Para rectal battle incision is rarely performed nowadays due to the damage of the nerve entering the rectus sheath. It may lead to poor wound healing and the formation of incision hernia post operatively.
Kocher’s incision is performed 3 cm below and parallel to the costal margin from the midline to the lateral border of the rectus. Kocher’s incision is performed at the right sides for cholecystectomy (removal of gallbladder incision) and on the left side for splenectomy or removal of the spleen. Beware of the superior epigastric artery while performing the incision. Kocher’s incision also cannot extend caudally and if the wound /incision extends laterally many intercostal nerves are damaged.

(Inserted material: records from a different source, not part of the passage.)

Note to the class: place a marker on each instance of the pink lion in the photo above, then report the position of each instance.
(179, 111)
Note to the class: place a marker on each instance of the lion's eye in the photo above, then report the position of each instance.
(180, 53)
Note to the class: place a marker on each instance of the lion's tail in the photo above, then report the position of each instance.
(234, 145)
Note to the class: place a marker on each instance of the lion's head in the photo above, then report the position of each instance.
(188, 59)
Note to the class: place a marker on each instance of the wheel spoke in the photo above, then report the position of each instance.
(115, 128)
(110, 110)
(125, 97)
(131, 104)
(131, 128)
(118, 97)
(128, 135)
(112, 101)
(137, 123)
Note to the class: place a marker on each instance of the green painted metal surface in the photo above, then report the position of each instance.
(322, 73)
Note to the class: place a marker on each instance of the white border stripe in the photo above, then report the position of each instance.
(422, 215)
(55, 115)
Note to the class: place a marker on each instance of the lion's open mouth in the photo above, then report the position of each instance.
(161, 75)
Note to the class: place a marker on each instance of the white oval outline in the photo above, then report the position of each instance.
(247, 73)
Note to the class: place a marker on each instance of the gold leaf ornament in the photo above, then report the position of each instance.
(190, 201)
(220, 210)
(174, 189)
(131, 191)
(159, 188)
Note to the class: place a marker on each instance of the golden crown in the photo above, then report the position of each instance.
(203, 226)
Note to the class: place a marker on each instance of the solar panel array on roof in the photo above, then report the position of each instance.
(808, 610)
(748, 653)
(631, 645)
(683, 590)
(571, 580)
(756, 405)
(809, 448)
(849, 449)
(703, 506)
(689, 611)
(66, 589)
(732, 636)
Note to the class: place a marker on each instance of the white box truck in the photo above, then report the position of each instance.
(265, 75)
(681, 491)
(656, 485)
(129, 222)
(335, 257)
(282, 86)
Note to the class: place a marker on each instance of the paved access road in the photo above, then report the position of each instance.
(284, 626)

Double Kocher’s incision line (rooftop incision) is performed for any intra- hepatic surgery. The incision is performed for radical gastric and pancreatic surgeries as well as bilateral adrenalectomy. It provides a good access to the spleen and liver.
Gridiron incision / Mc Burney‘s incision is an incision that is classically performed for appendix / appendicitis cases. The incision point is at the right angle of the junction of the outer middle third at the line that joins the anterior superior iliac spine to the umbilicus. These procedures will lead to the cut of external oblique in a direction of the line of the fibre and split transversely for internal oblique and transversus abdominus in the line of the fibre. Precaution should be taken to avoid any damage to the deep circumflex artery, Ilio inguinal and iliohypogastric nerves. It can be modified into the skin crease horizontal incision.
Rutherford - Morrison incision is made by extending the Mc Burney incision laterally and cephalic which divided the external oblique obliquely to provide access to the appendix, cecum and right colon.
Lanz incision is used to divide the iliohypogastric and ilioinguinal nerves which may leads to inguinal canal denervation and formation of inguinal hernia. Lanz incision is located closer to the anterior superior iliac spine and near / lower to the McBurney points. It provides a better cosmetic appearance.